670.On the submission of responding exporters/producers from Indonesia regarding use of “rubberwood waste/residue from private plantations”, the Authority notes that the exporter has not provided sufficient information in the form of consumption record that entirety of its purchase is from private plantations and entirety of its production is from rubberwood waste/residue. In this regard, it is noted that even if the procurement were from private parties, the series of measures taken by GOI is such that they amount to directing / entrusting private parties to provide logs/ wood at less than adequate remuneration.
671.With regards to contention made by responding exporters/producers from Indonesia regarding procurement of land under Program No. 11, it is noted that the Authority has already recorded in the finding above that the benefit received on procurement of land for plantation under Program No. 11 is already subsumed in program no 1 & 2.
672.With regard to the claim of non-adherence to the principle of natural justice, the Authority notes that due process has been followed and all the interested parties were given ample opportunities at every stage of the investigation to submit the requisite information and defend their rights and interests. The Authority notes that two oral hearings were held and two disclosure statements issued by the Designated Authority in the present investigation. . The exporters were issued even another questionnaire after issuance of first disclosure statement to provide additional relevant information and the same has been duly considered in the present determination. It is further noted that the information regarding addition of new schemes was available to interested parties from the stage of written submissions after the 1st oral hearing. However, none of the interested parties chose to respond to the allegation regarding availment of the said schemes. Interested parties got the opportunity to present their views on the same in the 2nd Oral hearing as well.
673.The Authority has relied upon the actual information of the responding producers/exporters to the extent necessary and disclosed the same in the disclosure statement.. The Authority has clearly specified all the relevant information and basis in the disclosure statement and the interested parties had enough opportunity to comment on the same.
674.The interested parties also contended that additional questionnaires should have been provided to submit responses on the new schemes. The Authority, in this regard, notes that the original questionnaire issued to the interested parties itself specifically contained a detailed annexure with respect to ‗other subsidy schemes‘ and it was also instructed that even if some of the programs are not listed by the applicant but are existing in the subject country, the responding party should respond fully to the questions in respect of them.
675.The Authority notes in this regard that the interested parties had obligation to bring on record, on their own, relevant information with regard to these schemes/programs. It is not appropriate on the part of the interested parties to withhold relevant information themselves by not commenting on the submissions made by the domestic industry. and then allege non-adherence of due process.
676.Nonetheless, the authority provided further opportunity to respond to each program even if some of them were not listed by the applicant and sent additional questionnaire with relevant Annexure as per the requests of interested parties to provide requisite information.
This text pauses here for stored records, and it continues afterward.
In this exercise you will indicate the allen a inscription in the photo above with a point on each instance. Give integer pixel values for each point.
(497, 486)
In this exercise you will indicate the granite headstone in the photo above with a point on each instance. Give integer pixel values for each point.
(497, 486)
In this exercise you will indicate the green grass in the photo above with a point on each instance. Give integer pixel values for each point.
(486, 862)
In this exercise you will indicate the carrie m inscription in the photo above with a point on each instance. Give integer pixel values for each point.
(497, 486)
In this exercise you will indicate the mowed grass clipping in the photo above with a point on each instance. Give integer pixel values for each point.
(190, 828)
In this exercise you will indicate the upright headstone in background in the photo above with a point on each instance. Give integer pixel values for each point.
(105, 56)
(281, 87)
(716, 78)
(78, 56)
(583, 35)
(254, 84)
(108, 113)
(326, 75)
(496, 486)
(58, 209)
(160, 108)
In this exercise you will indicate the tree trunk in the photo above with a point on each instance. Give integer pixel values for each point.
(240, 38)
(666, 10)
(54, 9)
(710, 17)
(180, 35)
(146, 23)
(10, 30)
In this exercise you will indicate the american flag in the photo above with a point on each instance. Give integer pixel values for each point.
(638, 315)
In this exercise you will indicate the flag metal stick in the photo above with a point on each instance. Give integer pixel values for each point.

677.With regard to the submission by responding exporters/producers from Indonesia that they are using rubberwood waste/residue, the Authority notes that it has taken due cognizance of this fact and found it appropriate in such cases to consider the estimated price of the logs on the basis of the ratio of the prices of the waste/residue to the prices of fresh logs. . This was then compared with the benchmark adopted by the Authority, whereby the Authority found element of subsidy and hence the appropriate subsidy margin has been quantified. Wherever the exporters have used chip as a raw material, the Authority has used benchmark price of chip to have fair comparison.
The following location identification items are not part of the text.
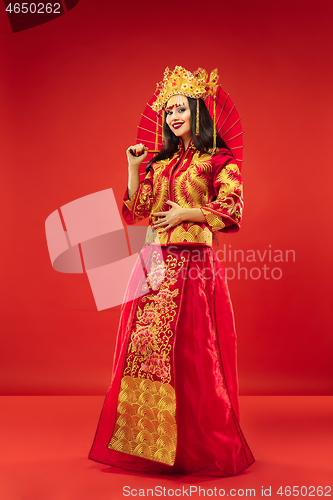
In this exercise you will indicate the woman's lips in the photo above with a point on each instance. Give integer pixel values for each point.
(177, 125)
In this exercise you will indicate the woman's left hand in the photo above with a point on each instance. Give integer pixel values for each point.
(171, 218)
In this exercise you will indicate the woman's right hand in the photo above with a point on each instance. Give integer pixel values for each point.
(141, 152)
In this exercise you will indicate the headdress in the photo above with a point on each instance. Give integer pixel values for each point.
(196, 85)
(181, 81)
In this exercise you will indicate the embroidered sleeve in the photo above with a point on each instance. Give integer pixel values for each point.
(225, 211)
(138, 207)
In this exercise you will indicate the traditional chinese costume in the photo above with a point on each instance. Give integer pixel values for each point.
(172, 405)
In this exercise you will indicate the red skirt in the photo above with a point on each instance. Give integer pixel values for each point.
(172, 406)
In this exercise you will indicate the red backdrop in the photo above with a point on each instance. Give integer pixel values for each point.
(72, 91)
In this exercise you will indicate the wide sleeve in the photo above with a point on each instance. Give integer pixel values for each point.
(138, 207)
(224, 212)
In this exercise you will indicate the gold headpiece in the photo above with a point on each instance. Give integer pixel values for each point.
(181, 81)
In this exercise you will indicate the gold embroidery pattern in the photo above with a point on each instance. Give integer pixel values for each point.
(194, 234)
(149, 347)
(214, 220)
(144, 201)
(146, 424)
(145, 421)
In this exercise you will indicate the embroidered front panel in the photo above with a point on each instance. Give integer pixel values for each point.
(192, 179)
(145, 421)
(146, 424)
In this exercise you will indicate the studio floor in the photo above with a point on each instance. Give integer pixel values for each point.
(45, 441)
678.With regards to contention of non-disclosure of calculation methodology, it is noted that the Authority has duly taken into consideration the type and form of wood utilized by a particular producer/exporter. The Authority notes that provision of wood at LTAR provides a benefit equal to the difference between the actual & benchmark price , whereby the actual cost of wood species and the consumption factor is adopted as provided by the responding exporters in their questionnaire response to quantify the subsidy margin.
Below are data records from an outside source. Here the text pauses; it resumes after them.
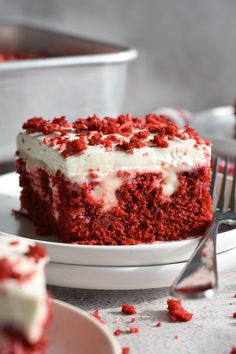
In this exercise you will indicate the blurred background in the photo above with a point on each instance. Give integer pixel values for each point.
(186, 48)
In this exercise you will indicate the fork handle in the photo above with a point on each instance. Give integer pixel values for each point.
(199, 278)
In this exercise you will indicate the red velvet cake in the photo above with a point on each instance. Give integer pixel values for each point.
(114, 181)
(24, 304)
679.With regard to the issue raised in respect of the country wise price underselling/injury margin, it is noted that the same is already provided in the findings above.
680.With regard to the allegation that the Authority has proposed to determine a highly inflated and skewed subsidy duties for the respondents on the basis of certain illogical, illegal, and misconceived premise, the Authority notes that the CVD margins are based on calculations and facts established during the investigations. The subsidy margins arrived at are in fact much lower than the claims made by the domestic industry.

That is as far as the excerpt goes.